Improved effective-one-body description of coalescing nonspinning black-hole binaries and its numerical-relativity completion

TL;DR

This paper enhances the effective-one-body model for nonspinning black hole binaries by integrating recent analytical improvements and validating it against high-precision numerical relativity simulations across multiple mass ratios.

Contribution

The authors incorporate new analytical advances into the EOB model and accurately calibrate the main radial potential using NR data, achieving high-precision phase agreement.

Findings

EOB model matches NR data within 10^{-4} accuracy.

Good agreement for multiple multipoles without extra tuning.

Validated across mass ratios 1, 2, 3, 4, 6.

Abstract

We improve the effective-one-body (EOB) description of nonspinning coalescing black hole binaries by incorporating several recent analytical advances, notably: (i) logarithmic contributions to the conservative dynamics; (ii) resummed horizon-absorption contribution to the orbital angular momentum loss; and (iii) a specific radial component of the radiation reaction force implied by consistency with the azimuthal one.

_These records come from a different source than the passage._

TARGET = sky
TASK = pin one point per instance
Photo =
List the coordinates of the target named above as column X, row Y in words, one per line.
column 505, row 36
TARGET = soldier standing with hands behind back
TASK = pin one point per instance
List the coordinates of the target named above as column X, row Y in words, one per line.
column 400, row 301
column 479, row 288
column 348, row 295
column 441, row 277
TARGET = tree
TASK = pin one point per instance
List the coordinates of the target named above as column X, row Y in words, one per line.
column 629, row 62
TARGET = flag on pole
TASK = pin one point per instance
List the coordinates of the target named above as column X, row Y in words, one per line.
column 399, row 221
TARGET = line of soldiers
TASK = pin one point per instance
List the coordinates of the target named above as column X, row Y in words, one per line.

We then complete this analytically improved EOB model by comparing it to accurate numerical relativity (NR) simulations performed by the Caltech-Cornell-CITA group for mass ratios $q=(1,2,3,4,6)$. In particular, the comparison to NR data allows us to determine with high-accuracy ($\sim 10^{-4}$) the value of the main EOB radial potential: $A(u;\,\nu)$, where $u=GM/(R c^2)$ is the inter-body gravitational potential and $\nu=q/(q+1)^2$ is the symmetric mass ratio. We introduce a new technique for extracting from NR data an intrinsic measure of the phase evolution, ($Q_\omega(\omega)$ diagnostics). Aligning the NR-completed EOB quadrupolar waveform and the NR one at low frequencies, we find that they keep agreeing (in phase and amplitude) within the NR uncertainties throughout the evolution for all mass ratios considered. We also find good agreement for several subdominant multipoles without having to introduce and tune any extra parameters.